Lucier established a permanent land claim next to the Willamette Fur Post near Champoeg on the French Prairie by 1829. Chief Factor John McLoughlin of the HBC at Fort Vancouver helped Lucier with farming supplies, including livestock that helped establish Lucier as Oregon's first Euro-Canadian farmer. On his 80 acre farm he raised pigs and hogs, cattle, peaches, and wheat that were enclosed by a split-rail fence. Lucier's farm had a 1 1/2-story double-hewn log home, a grist mill, a framed barn, and a warehouse used for wheat.
His farm was adjacent to Pierre Belleque's farm.

On March 22, 1836, he and 15 other French Canadian settlers on the prairie representing 77 settlers and their children signed a petition sent to Norbert Provencher, the titular Bishop of Juliopolis, requesting a priest for the settlement.

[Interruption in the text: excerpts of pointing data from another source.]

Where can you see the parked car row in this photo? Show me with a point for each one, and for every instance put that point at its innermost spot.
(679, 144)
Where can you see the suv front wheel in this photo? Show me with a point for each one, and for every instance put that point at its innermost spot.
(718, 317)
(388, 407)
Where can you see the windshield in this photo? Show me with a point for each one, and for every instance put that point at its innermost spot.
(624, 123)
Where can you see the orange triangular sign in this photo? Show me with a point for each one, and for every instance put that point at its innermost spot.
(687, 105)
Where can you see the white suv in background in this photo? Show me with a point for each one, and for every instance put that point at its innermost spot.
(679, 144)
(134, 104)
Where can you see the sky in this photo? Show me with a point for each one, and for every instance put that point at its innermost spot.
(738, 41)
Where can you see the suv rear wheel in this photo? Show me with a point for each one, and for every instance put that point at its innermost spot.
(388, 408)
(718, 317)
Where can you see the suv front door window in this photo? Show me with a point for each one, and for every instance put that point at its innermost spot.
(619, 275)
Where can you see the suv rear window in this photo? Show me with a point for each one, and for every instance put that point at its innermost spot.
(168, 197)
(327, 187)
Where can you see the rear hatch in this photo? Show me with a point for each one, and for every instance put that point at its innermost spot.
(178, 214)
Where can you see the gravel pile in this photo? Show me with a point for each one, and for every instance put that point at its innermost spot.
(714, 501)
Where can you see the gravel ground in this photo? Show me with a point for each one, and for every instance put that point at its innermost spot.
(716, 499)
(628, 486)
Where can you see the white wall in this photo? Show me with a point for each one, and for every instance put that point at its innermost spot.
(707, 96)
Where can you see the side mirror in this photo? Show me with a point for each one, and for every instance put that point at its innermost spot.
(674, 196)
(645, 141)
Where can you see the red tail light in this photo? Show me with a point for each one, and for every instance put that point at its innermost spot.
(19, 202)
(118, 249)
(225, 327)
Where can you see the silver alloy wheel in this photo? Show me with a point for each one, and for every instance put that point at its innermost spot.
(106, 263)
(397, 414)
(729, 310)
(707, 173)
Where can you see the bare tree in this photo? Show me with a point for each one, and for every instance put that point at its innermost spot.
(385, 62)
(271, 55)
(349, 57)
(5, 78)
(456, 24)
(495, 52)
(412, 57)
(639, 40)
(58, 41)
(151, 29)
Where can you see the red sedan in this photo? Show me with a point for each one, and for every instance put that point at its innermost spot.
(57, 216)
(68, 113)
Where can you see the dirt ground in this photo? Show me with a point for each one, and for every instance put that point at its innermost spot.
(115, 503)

At that time he had six children. In 1843, Lucier was a participant at the Champoeg Meetings that lead to the creation of the Provisional Government of Oregon. He was one of two French Canadian early settlers that joined with the American bloc to vote for the creation of the government on May 2, 1843. Then in 1851 Lucier became an American citizen in order to secure his land claim via the Donation Land Act.

==Family==
On the French Prairie, Étienne Lucier married for a second time as his first wife, Josephte Nouite, had died. He fathered eight children in total from both women. One of his daughters, Félicité Lucier, married to chief factor Donald Manson, and they became the parents of fur trader John D. Manson, who married to Aurelia Yale, daughter of chief trader James Murray Yale.